Beware of the Dogs, Stella Donnelly
(Brief reference to sexual assault)
Welsh by birth and Australian by upbringing, Stella Donnelly is frolicking across the Australasian music scene with grace, strop, and ample criticism of our systemic injustices. Her 2020 Laneway performance opened with a mihi to the whenua and mana whenua. She is an intersectional feminist and anti-racist ally, making her music even more enjoyable beyond its indie-rock aesthetic. Beware of the Dogs, her debut album, holds effortless melodies that emphasise the exhaustion of maneuvering through our patriarchal, capitalist and colonial reality. She cuts with a razor-sharp wit, that at first appears sweet and safe, but guts you like a fish. Despite this, all tracks are brimming with an undeniable sense of empathy. “Boys will be Boys” follows her friends experience of navigating patriachal-denialism and belitting, post-sexual assault. Beware of the Dogs talks to Donnelly’s privilege as a white Australian, and how ongoing colonial cultural genocide manifests in a dangerous sense of white nationalism.
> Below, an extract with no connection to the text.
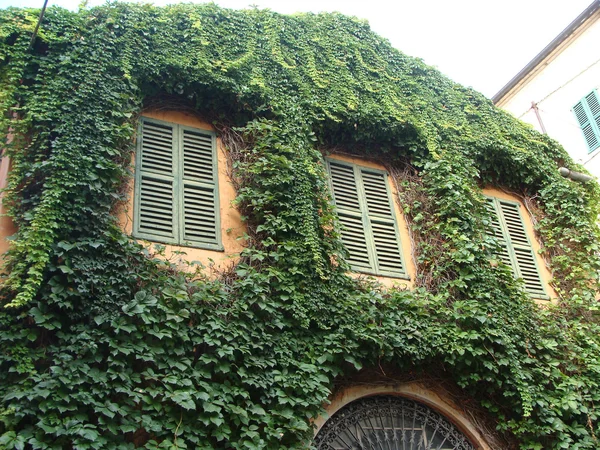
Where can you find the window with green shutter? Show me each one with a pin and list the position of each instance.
(516, 250)
(176, 189)
(366, 212)
(587, 112)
Finally, “Mosquito”, has a lighter touch, and makes us realise that we are all just obsessive mozzies buzzing around our unattainable crushes. What I like most about the album, are the specificities of suburbia peppered throughout, that are both comforting yet, in the same breath deeply unsettling. She nestles you within the mundane whilst simultaneously serving you the monumental. Beware of the Dogs is a heart-filled listen for the discontented.